Sequencing, protection and price
In a full fit-out, floors go in after ceilings and wall skim but before final paint — the order we run on every turnkey project, so trades stop destroying each other’s work. Finished floors get board protection until handover, not a plastic sheet and a prayer. Budget-wise: screed from 102,000, self-leveller from 144,000, polished concrete from 300,000, microcement from 780,000 per m² — the pricing page shows how that sits in a whole-villa budget, and the laser survey that fixes your exact number is free.
Pricing
How much does it cost in Bali
| Work | Unit | Price (IDR) |
|---|---|---|
| Sand-cement screed (30–50 mm) | per m² | from 102,000 |
| Self-levelling compound (3–10 mm) | per m² | from 144,000 |
| Polished concrete (grind, densify, seal) | per m² | from 300,000 |
| Microcement floor system | per m² | from 780,000 |
| Waterproofing under wet areas | per m² | from 114,000 |
| Screed repair / partial re-pour | per m² | from 150,000 |
Labour + materials, July 2026. Rates assume ground-floor access and standard thickness; upper floors, pumping and falls to drains are quoted after the laser survey. Full price list on the pricing page.

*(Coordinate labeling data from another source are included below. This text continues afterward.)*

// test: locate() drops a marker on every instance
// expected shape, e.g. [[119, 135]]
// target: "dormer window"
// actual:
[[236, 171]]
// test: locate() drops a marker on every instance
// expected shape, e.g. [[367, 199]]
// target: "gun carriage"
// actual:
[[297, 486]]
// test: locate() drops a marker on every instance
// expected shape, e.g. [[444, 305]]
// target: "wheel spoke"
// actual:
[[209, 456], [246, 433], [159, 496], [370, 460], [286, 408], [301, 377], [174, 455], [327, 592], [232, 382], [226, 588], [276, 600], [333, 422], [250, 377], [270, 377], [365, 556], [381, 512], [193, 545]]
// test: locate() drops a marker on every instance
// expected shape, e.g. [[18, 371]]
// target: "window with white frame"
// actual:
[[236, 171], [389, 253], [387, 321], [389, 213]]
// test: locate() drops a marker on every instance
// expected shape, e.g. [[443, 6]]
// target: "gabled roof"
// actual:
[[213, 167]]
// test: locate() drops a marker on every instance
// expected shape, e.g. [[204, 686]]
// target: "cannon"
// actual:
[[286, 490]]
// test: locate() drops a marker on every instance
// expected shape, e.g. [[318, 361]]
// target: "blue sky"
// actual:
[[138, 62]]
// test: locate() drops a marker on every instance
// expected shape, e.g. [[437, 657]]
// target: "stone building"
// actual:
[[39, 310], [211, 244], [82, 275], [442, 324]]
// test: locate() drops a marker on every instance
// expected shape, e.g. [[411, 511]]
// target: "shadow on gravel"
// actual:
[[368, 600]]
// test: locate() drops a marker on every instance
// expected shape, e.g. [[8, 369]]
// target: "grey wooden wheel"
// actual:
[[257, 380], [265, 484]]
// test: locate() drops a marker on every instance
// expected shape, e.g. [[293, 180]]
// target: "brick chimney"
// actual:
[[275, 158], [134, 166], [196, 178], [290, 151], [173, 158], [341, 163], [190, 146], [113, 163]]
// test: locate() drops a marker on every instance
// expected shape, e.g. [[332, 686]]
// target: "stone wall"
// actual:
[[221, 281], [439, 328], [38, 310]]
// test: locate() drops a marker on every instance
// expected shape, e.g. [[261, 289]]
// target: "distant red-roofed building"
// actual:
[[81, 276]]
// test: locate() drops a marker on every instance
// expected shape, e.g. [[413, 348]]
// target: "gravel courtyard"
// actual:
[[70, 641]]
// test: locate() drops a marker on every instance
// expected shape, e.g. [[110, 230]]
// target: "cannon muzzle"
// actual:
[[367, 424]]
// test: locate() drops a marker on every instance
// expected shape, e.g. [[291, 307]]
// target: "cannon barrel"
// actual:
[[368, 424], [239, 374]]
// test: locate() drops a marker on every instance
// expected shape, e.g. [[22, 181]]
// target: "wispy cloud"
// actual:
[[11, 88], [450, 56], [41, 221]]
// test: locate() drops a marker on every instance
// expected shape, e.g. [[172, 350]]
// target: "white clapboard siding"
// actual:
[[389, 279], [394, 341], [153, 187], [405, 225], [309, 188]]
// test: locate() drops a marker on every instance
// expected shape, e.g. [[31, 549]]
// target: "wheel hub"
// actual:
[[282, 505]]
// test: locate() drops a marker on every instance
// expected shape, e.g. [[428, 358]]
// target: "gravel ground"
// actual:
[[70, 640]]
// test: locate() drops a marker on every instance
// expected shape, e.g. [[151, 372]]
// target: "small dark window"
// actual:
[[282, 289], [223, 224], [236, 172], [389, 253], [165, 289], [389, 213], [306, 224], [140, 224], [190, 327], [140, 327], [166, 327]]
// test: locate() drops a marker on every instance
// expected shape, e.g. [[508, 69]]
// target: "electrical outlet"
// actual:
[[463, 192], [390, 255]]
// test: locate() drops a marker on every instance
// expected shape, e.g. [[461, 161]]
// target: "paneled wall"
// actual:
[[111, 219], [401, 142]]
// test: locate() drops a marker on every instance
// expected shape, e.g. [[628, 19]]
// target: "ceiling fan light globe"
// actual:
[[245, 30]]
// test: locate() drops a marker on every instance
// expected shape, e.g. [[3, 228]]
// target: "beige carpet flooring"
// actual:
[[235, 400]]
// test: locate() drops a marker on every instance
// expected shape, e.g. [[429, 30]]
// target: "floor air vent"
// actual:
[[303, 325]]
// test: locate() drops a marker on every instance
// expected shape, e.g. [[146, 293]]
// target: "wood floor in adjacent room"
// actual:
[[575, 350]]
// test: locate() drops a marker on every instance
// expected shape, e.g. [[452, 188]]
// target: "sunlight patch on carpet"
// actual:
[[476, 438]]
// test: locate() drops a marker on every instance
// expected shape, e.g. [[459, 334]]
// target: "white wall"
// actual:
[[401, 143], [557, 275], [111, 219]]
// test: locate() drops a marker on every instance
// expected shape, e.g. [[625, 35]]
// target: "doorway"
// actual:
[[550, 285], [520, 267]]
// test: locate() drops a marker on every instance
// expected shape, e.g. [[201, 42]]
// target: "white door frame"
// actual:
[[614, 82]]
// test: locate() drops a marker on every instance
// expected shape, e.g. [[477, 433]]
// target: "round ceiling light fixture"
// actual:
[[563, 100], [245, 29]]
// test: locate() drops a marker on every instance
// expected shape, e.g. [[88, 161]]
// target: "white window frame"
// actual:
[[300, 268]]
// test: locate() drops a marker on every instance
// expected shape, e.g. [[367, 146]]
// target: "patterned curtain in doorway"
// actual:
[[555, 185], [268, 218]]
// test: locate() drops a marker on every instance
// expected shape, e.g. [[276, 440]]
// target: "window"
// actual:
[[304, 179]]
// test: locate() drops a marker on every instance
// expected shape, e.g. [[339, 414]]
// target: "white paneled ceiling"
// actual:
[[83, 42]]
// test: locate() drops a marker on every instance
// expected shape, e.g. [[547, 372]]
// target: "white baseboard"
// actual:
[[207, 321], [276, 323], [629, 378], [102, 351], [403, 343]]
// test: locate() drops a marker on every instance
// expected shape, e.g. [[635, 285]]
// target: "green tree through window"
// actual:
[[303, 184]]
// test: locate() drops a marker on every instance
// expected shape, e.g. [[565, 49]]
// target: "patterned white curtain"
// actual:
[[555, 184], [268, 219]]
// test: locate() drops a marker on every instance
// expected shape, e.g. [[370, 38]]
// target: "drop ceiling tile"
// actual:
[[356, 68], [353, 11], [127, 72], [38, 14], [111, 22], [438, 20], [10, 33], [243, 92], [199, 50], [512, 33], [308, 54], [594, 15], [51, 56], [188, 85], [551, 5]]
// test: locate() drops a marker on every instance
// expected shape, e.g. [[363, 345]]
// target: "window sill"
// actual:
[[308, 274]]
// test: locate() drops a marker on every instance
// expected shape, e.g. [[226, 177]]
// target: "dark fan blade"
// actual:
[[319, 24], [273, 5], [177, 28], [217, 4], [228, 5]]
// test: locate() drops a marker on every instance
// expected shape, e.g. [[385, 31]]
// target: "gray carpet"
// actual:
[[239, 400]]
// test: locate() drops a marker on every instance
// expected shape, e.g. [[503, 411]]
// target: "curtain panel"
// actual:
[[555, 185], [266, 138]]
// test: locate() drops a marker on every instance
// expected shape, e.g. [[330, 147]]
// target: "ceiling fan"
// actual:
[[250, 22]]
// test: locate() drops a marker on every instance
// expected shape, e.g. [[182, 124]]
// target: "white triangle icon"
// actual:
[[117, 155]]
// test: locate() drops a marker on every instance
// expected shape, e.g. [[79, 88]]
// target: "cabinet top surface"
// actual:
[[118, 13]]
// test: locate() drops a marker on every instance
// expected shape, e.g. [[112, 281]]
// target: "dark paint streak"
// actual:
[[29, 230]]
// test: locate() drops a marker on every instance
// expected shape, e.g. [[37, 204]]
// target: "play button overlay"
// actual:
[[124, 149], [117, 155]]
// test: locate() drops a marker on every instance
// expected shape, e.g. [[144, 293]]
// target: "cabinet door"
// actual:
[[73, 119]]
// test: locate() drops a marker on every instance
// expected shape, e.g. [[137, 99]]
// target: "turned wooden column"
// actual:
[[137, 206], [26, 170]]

All prices are approximate and do not constitute a public offer — the exact price is fixed in your written quote after a free site visit.
Related
Often ordered together
FAQ
Floor screed & finishing in Bali — FAQ
How flat will the floor actually be?
Standard screed we hand over at 3 mm or better under a 2-metre straightedge — fine for tile and engineered timber. Microcement, vinyl and large-format porcelain want tighter, which is what the self-levelling top coat is for. At handover you get the straightedge in your own hands, same as our walls.
How long before tiling or timber can go down?
Tiles: usually 7–10 days on a standard screed. Timber, vinyl and microcement wait for moisture readings, not the calendar — roughly a week per centimetre of thickness in dry season, noticeably longer in wet. Anyone promising timber on a week-old 50 mm screed is selling you cupped boards.
Polished concrete or microcement — which one?
Polished concrete (from 300,000/m²) needs a decent slab or new screed, suits ground floors, and gives the raw, stone-like look. Microcement (from 780,000/m²) is a 2–3 mm system over any sound screed — upstairs, bathrooms, over old tile — with far more colour control. Both get sealed against staining; we bring samples of each to the site visit.
Can you fix hollow tiles or a cracked screed?
Yes — we tap-map the floor, cut out the failed zones, re-pour with a bonding slurry and match levels to the surviving floor. Hairline crazing is usually cosmetic; cracks that mirror through tile in straight lines mean the screed debonded or was poured too dry, and patching over them just moves the crack.
Do you do falls to floor drains?
Bathrooms, outdoor showers and terraces are screeded to falls — typically 1–2% toward the drain — over a waterproofing layer, before any tile, stone or microcement. Water that stands on a flat wet-room floor in this climate always finds a way down; we make sure it’s the drain.